I do remember being about ten years old and the Kingston Trio being around, and Peter, Paul and Mary. But that seemed kind of glossy to me; it didn't take hold. When you hear "Blowin' in the Wind" by Peter, Paul and Mary for a long time and then finally you hear Bob do it, you go, "Ohhhh, [laughter] now I see." So I was always working backward, trying to find where this came from; I'm still looking backward. I guess 'cause I'm too confused to be looking forward.

BECK: I think I was the opposite, 'cause I wasn't really turned on to something until I heard the original and it made sense. I'd go, "Oh, okay."

PETTY: It's a much better way. I always wished I could be a folk singer, but I've never had the nerve to do it. I could never do it now, because people have too much of a preconceived notion of what is gonna go down, and you just can't fill that role. I mean, people go to McCabe's and play alone, but...

BECK: Any of your folk artists, now, they'd all be playing with drum machines.

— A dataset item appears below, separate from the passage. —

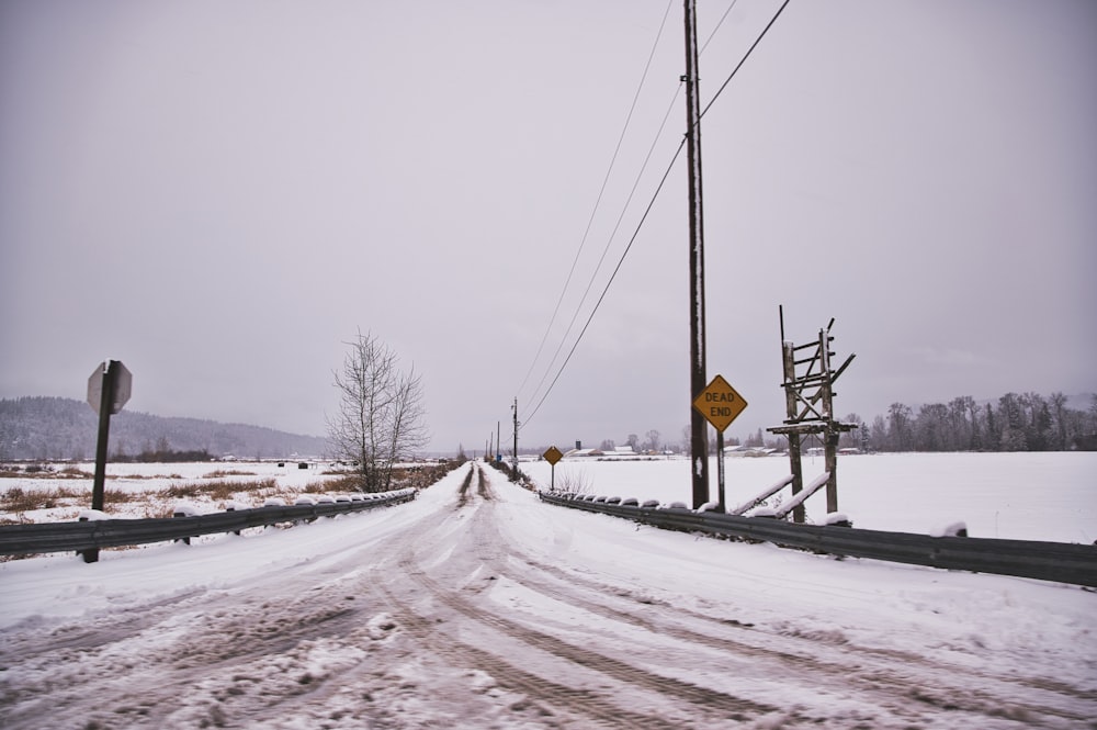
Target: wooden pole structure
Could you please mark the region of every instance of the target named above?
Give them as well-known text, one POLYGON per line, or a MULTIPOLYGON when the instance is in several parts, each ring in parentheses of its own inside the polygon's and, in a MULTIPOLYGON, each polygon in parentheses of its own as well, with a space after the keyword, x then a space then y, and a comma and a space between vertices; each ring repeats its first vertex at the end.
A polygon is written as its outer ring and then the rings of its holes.
MULTIPOLYGON (((704 334, 704 216, 701 205, 701 99, 698 90, 697 2, 686 9, 686 142, 689 160, 690 403, 709 384, 704 334)), ((693 508, 709 501, 709 439, 704 416, 690 408, 693 508)))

Woody Guthrie, he'd play rock.

PETTY: Oh yeah, Leadbelly, he would have been rappin'.

BECK: Folk music essentially becomes what's available to you--using what you have. All they had was acoustic guitars.

PETTY: What I love about folk singers is that a lot of them have this great knowledge of tunes. You know, Dylan would know, like, a hundred songs by somebody, and they would go back to God knows where, to some kind of sea chantey or something. When Bob first showed up in New York, he told me he heard "Blowin' in the Wind" by some other folk singer. And he said, "Wow, where'd you get that?" And the guy said, "There's a guy down the street who's singing it." They would just pick 'em out. It just seemed like a real interesting scene to me. But that's gone. And it won't be back.

BECK: I spent a lot of years looking for it. I couldn't find it.

Q: Where is music heading now?

PETTY: I have no idea. It's up to people much younger than me. I do think it's in very good hands though, which I didn't think ten years ago. Back then I thought it was in very poor hands. [laughs]

BECK: I think it's going somewhere more intuitive. I feel like so much of music has been exhausted--most of what we hear on the radio, we've heard it a million times. The "rock band sound" was perfected in 1968. But I don't see the future being in the direction of mindless dance music. The main thing that's going to change is the technology, the way people go about it. And its references will be a little more diverse, 'cause that's just our consciousness now.

Our lifestyles now, we don't get to escape to a beautiful meadow, or some lakeside beautiful spot. We need music or movies to get out of the drudgery or the pressure, the stress of our environment. We live in these incredibly unnatural environments-- unnatural in the sense that they're completely different than what's preceded it for the last ten thousand years. So music is important. It's a physical thing. Music is escapist, in the sense of anything that's beautiful.